Amor López Jimeno logró compilar todas las defixiones que se han encontrado a la fecha y las tradujo al español, publicándolas en el libro Textos griegos de maleficio, de la editorial Akal, el año 2001. Transcribo algunas de ellas:
“A Mición yo mismo lo cogí y le até con un conjuro las manos y los pies y la lengua y el alma; y si va a pronunciar alguna palabra perversa sobre Filón, que su lengua se convierta en plomo. Pínchale además la lengua, y si va a hacer algo, que todo se le vuelva vano, se le eche a perder y le desaparezca”.
“Hago una atadura mágica a Aristocides y a las mujeres que se acuestan con él. Que nunca se acueste con otra mujer ni con muchacho”.
“Hermes, hago una atadura a Esquilo y a sus obras”.
“Así como este cadáver yace aquí inútil, así también todo le sea inútil a Teodora, tanto las palabras como las obras dirigidas a Carias y a las demás personas. Que Carias se olvide de estas relaciones. Que Carias se olvide también de la joven de Teodora, de la que aquel está enamorado”.
También existe un uso mágico de la palabra en las culturas indígenas venezolanas.
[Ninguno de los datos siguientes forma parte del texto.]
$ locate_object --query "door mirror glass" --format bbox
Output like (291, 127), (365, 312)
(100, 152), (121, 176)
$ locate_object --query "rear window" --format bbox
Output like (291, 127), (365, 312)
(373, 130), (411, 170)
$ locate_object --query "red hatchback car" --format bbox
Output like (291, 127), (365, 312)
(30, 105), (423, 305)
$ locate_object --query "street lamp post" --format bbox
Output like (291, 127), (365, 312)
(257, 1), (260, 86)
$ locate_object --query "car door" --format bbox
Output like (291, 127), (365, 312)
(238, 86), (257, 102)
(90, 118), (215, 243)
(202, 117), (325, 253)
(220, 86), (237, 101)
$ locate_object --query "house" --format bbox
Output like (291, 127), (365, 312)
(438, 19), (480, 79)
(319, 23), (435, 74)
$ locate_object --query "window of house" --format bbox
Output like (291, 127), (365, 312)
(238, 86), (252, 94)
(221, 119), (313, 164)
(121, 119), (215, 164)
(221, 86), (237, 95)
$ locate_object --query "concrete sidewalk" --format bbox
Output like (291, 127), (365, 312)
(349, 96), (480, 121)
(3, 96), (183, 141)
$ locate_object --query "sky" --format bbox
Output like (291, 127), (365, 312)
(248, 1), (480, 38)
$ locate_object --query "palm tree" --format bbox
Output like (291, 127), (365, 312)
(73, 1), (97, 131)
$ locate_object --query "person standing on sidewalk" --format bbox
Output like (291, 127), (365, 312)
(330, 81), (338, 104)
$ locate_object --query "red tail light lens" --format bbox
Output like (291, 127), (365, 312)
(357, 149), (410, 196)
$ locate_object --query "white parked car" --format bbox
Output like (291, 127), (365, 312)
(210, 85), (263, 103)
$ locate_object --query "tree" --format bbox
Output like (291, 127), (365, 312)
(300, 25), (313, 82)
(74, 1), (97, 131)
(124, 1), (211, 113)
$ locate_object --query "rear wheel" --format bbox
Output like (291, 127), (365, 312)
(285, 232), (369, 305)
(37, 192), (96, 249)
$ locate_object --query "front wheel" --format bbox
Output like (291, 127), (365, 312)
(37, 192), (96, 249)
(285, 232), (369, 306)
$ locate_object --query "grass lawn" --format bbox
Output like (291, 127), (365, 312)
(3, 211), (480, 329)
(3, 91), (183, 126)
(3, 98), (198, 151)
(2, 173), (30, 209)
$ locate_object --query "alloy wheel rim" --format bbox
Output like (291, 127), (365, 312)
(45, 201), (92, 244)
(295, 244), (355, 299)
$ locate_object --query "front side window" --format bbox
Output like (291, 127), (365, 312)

Entre los pemones, por ejemplo, se conocen los llamados “tarén”. Estos son ensalmos o invocaciones mágicas que se recitan en voz baja y pueden ser tanto benéficos como maléficos. Los hay para muchas finalidades: para curar enfermedades, para aliviar el despecho, para viajar en avión o para hacer que los guardias se duerman y poder así pasar contrabando. Para todo hay un tarén.
Fray Cesáreo de Armellada y Carmela Bentivenga de Napolitano recopilan varios de ellos en el libro Literaturas indígenas venezolanas, de 1974, editado por Monte Ávila: tarén contra las manchas de la piel, tarén para que el perro sea buen cazador, tarén contra el aguacero que se ve venir, tarén contra los ardores del estómago, tarén para echar fuera la loquera, tarén para voltear hacia nosotros el corazón de una mujer, tarén para los que estén como eclipsados, tarén para calmar el corazón de la mujer enamorada…
Este asunto de la lengua como llave de otros mundos lo estudió con minuciosidad Ángel Rosenblat en un hermoso libro titulado El sentido mágico de la palabra y otros estudios (Ediciones de la Biblioteca de la UCV, 1977). Allí, Rosenblat nos reafirma la cualidad universal de esos objetos alados y fantásticos que salen de nuestra boca y de nuestra escritura:
“Él poder mágico de la palabra parece propio de todos los pueblos. Todo rito, todo acto mágico tiene su fórmula verbal, que debe cumplirse con absoluta precisión, con su ritmo propio. El mago -o brujo, hechicero, encantado, jorguín, cohen, piache o moján- tenía siempre, en su variado arsenal, un rico repertorio de palabras, fórmulas, oraciones. No hay mago sin palabras mágicas”.
Hoy, aunque no queramos verlo, entre nosotros persiste aún el uso mágico de la palabra. En las cadenas que se envían por WhatsApp, en las placas de agradecimiento a santos, en las groserías, piropos y bendiciones, en ellos seguimos haciendo del lenguaje una extensión de nuestro ser y una llave para acceder a otros mundos.